Glancing over at the window, the sky was still dark, but something was on my mind, and I couldn’t fall back asleep. Arsen knew about my past. He knew about my addiction, the video of me, my weakness, and yet, he hasn’t told me his. Granted, Kurt told me everything at the funeral, but it wasn’t the same. I wanted to hear Arsen admit it to me. I wanted his truth, his emotions, his voice as he confessed everything to me.
But I couldn’t force him to tell him.
“I know you’re awake.” His arms tighten around me as I close my eyes and snuggle into his embrace. “What’s wrong?” He places his chin on the curve of my neck and buries his nose into my hair.
“Can I ask you something?” I whisper as my hands clasp the arm that’s secured around me.
Sighing, he exhales as if he knows what I’m going to ask. “What, angel?”
Taking my thumb, I rub along his skin, already starting to soothe him before he even speaks. “How did you get your scars?”

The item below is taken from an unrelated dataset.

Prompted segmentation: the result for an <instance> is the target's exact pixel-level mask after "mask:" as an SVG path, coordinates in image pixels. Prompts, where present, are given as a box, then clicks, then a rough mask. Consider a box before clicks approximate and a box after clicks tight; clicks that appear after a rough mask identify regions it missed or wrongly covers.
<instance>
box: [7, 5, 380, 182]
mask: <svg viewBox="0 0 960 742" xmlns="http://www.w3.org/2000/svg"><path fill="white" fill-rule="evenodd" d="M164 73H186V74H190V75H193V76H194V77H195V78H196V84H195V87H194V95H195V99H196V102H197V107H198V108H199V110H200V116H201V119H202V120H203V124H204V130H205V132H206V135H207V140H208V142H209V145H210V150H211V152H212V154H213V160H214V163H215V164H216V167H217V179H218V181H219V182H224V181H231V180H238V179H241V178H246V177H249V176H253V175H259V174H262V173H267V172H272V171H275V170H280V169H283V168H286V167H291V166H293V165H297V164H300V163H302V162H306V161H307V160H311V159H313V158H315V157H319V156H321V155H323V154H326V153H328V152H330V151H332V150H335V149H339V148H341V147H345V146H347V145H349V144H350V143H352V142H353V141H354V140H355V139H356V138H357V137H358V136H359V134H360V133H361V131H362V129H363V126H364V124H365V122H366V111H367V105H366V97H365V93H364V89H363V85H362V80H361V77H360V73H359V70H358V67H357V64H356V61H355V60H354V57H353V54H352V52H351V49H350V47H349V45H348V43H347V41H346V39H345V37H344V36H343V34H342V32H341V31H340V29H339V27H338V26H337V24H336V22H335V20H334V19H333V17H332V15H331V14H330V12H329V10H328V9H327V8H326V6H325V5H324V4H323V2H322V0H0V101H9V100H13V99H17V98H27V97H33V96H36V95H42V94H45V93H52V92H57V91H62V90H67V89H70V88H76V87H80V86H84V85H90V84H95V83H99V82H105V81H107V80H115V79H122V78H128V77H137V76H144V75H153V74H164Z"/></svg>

I expect him to flinch, but he doesn’t. Instead, he places his mouth on the flesh of my neck and gives me a light peck before answering. “I thought I was born into a loving family.” He sighs. “At first, I was. Both parents worked, loved each other. Just your average fucking family, I thought. But then something changed after Phoebe was born. They cared less and less about us. I didn’t even realize they were depressed until one day they both killed themselves.”
I try not to gasp in horror, but it’s hard.
“The only other family we had was our Uncle Joe from my mom's side.” The mention of his name has his arm tightening around me. “A piece of shit farmer who did nothing but drink and sit on his ass all day.” He grumbles. “He took us in with the idea of being his fucking slaves. Barely providing for us. We cooked, cleaned, and did everything his lazy ass was too privileged to do. First, it started with grabbing our arms when we messed up, but then eventually it turned into beatings.”
Don’t cry, Charlotte. Don’t cry.
“We were locked in a basement most of our time there. Showers, food, drinks, everything was fucking earned, and if you screwed up, you didn’t eat that day or longer.”
How could someone be so cruel to children?
“I couldn’t for the life of me understand why it was happening to us. I knew most kids didn’t live this way, and yet Phoebe and I had to. I was a fucking livid eight-year-old with ideas in my head that involved blood and death.” He goes on. “At eight-fucking-years-old, I wanted to hurt him. And I knew I was going to kill the bastard after what he did to Phoebe. How he defiled her body in front of me.” I can hear the anger that still resides in him from what he saw happen to Phoebe. It scathes my heart to hear him confess, but I needed to know why he was the way he was.